Worldwide organic food sales are now more than six times larger than they were in 1999, according to Statista.
And food brands have taken note.
Food-certification labels like “USDA organic” are everywhere at supermarkets these days. Labeling with phrases like “fair-trade certified” and “non-GMO” have also become ubiquitous at grocery stores. And there’s good reason for that, too; according to 2021 research conducted by GlobeScan, for example, shoppers are willing to pay more for fair-trade products and 80% of consumers would feel more positive about a brand if it started carrying the fair-trade seal.
Attaining a certification “really does help a brand’s reputation and improves their sales,” Michael Nova, director of Nova Custom Printing, told The Food Institute.
“If (brands’) leading competitors are all organic- and fair-trade certified, then in order to compete it’s certainly worth the cost of certification,” added Nova, whose company has provided branding solutions to food manufacturers since 1995. To attain USDA organic certification, for example, is around $1,000, depending on the type of company, he said.
“Investing (in) those claims helps brands gain trial with retailers,” said Mark Saylor, senior brand manager at Farmer Focus. “But they still have to have a solid product or consumers will ultimately reject it.”
The topic of food labeling is discussed extensively in this month’s Food Institute report, available to members November 16 (to join FI, click here).
Another food-labeling topic to watch involves the debate over proposed front-of-pack nutritional labeling in the U.S.
President Biden’s administration wants to make “traffic-light nutrition labels” mandatory on the front of food packaging, as noted by The Guardian.

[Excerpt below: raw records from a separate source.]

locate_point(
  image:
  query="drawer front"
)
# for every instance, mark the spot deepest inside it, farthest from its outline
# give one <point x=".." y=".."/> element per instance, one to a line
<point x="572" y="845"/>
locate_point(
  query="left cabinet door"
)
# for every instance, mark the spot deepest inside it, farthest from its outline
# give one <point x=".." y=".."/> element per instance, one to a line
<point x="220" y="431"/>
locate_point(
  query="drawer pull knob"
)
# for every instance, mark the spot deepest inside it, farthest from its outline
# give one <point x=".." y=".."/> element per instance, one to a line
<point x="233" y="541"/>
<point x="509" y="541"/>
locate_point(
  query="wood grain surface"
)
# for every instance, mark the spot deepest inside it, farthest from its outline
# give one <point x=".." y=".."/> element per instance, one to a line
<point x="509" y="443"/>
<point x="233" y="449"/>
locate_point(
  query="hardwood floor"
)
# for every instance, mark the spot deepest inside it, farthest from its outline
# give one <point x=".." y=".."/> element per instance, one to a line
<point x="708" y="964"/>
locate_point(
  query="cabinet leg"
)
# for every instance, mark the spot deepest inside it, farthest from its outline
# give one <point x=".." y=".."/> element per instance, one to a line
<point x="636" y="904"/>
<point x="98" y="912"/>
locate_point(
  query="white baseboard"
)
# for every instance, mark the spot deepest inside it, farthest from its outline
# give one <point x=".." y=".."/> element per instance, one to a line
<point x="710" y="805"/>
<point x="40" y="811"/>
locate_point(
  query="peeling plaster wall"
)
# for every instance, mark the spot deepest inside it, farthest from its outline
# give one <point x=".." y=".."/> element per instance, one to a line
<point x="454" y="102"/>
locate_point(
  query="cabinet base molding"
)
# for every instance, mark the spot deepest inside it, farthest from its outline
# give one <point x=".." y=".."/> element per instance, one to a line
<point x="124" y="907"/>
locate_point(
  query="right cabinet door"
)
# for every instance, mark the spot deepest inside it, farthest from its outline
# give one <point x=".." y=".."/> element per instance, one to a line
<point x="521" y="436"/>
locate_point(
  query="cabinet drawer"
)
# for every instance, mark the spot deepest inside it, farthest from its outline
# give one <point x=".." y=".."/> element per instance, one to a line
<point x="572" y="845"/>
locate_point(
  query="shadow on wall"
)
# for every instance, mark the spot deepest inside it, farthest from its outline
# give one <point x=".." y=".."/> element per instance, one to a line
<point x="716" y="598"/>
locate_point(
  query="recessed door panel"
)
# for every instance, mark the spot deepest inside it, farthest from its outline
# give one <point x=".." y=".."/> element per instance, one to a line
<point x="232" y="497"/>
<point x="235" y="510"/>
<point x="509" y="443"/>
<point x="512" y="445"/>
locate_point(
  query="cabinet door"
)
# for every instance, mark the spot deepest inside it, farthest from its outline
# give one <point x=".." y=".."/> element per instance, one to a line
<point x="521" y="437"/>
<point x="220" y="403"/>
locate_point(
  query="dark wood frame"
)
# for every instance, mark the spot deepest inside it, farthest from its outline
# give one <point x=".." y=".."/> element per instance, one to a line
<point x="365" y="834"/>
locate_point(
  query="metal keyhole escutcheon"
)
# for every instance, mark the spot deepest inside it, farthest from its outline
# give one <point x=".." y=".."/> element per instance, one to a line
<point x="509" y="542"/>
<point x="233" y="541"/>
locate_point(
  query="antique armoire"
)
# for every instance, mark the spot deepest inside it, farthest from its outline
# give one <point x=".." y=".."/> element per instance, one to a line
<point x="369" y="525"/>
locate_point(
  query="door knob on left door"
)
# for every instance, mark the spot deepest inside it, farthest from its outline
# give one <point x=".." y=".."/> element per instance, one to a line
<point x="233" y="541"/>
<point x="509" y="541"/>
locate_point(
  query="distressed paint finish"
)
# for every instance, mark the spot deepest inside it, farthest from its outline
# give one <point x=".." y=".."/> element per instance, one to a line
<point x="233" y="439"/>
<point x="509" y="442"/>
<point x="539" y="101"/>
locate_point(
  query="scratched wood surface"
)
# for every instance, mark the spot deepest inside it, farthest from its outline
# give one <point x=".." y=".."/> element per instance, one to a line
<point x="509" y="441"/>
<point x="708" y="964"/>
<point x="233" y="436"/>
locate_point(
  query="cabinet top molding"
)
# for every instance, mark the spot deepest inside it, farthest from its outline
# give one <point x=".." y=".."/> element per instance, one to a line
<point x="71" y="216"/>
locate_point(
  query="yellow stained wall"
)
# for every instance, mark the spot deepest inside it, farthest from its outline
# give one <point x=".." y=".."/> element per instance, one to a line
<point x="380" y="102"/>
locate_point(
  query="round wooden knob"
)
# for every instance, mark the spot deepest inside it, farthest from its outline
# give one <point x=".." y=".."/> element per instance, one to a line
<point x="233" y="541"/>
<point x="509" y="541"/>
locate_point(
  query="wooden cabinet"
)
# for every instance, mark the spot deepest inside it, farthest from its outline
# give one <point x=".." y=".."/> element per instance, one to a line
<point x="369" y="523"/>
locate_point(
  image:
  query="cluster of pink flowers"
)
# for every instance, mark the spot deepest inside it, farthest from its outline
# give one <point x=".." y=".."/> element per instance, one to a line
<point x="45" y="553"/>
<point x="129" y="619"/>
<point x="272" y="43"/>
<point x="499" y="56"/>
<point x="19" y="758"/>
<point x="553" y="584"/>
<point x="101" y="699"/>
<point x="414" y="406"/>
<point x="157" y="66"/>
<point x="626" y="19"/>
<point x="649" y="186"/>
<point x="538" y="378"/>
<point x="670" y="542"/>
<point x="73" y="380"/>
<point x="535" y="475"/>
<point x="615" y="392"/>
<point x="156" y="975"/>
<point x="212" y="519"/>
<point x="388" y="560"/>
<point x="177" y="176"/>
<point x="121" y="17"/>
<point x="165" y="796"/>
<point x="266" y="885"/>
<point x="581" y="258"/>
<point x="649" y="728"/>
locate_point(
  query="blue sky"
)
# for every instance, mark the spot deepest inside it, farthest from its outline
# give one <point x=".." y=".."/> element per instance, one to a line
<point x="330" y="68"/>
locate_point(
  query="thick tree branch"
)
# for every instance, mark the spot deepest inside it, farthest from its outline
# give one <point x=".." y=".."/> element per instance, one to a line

During the White House conference on hunger, nutrition, and health held September 28, it was announced that the U.S. Health and Human Services and the Food and Drug Administration will conduct research and propose a standardized front-of-package labeling system to help consumers quickly and easily identify foods that are part of a healthy eating pattern, as reported by Food Business News.
“We have already seen front-of-pack nutritional labeling on some of Nova Custom Printing’s clients’ products already,” Nova said. “And we do believe this practice will grow in the next decade, especially with the general public moving in a more health-conscious direction.”